Dieu dit encore : « Voici le signe de l'alliance que j'établis entre moi et vous, et avec tous les êtres vivants qui sont autour de vous, pour toutes les générations à venir : je mets mon arc au milieu des nuages, pour qu'il soit le signe de l'alliance entre moi et la terre. Lorsque je rassemblerai les nuages au-dessus de la terre, et que l'arc-en-ciel paraîtra au milieu des nuages, je me souviendrai de mon alliance avec vous et avec tous les êtres vivants, et les eaux ne produiront plus le déluge, qui détruit tout être vivant. »

______Bonne Nouvelle : il n'y aura plus de déluge pour ravager la terre. De fait, tant qu’est établie l’alliance, aucun être vivant ne sera plus détruit. En revanche, lorsque c’est l’homme qui rassemble les nuages noirs [19, note 4] au-dessus de tous les êtres vivants qui sont autour de lui, l'arc-en-ciel disparaît parce qu’il n’est pas le signe du milieu de ces nuages-là, et pour que son absence signe une rupture d’alliance entre des être vivants.

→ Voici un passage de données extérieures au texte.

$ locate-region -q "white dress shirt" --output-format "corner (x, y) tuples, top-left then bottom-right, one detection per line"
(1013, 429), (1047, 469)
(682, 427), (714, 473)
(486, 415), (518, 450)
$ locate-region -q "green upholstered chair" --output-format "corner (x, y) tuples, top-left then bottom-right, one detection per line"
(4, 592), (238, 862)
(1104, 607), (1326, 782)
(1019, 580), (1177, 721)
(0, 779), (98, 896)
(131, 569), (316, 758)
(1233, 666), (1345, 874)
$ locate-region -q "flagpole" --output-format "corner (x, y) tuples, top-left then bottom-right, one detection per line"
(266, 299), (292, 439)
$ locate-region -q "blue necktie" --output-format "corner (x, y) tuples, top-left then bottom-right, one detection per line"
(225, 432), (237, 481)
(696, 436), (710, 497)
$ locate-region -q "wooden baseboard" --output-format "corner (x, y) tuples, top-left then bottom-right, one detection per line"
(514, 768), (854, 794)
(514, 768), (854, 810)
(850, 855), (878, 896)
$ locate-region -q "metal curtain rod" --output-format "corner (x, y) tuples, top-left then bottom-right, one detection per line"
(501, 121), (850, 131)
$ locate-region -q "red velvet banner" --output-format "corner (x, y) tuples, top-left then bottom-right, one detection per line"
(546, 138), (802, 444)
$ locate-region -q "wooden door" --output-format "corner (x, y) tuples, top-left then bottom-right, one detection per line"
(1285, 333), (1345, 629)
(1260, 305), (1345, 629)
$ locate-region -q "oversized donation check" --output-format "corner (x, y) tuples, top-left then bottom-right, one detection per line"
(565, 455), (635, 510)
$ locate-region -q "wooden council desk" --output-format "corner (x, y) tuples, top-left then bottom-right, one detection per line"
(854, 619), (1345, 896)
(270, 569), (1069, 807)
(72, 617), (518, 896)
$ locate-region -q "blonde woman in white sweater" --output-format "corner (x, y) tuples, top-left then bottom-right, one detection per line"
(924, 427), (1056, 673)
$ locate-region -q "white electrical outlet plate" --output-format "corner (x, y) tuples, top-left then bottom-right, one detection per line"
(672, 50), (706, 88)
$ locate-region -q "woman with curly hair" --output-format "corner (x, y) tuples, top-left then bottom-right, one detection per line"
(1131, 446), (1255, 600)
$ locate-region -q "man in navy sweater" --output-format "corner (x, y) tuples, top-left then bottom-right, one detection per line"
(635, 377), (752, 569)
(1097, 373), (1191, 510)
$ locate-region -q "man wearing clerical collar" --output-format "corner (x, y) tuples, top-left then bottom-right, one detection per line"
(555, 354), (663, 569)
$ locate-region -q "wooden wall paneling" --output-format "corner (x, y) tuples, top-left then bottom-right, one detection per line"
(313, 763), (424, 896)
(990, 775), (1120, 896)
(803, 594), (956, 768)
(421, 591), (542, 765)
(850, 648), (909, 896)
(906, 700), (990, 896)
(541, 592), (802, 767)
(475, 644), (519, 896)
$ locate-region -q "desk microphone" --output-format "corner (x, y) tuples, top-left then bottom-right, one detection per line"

Ce qui fait disparaître de surcroît le signe de l'alliance entre Dieu et la terre. Par conséquent, Dieu ne peut plus se souvenir de Son alliance avec tous les êtres vivants qui participent à cette rupture d’alliance, ou s’en rendent complices. C'est ainsi que le Christ est mort pour les péchés, une fois pour toutes… mais en vain pour tous ceux-là, qui restent prisonniers de la mort.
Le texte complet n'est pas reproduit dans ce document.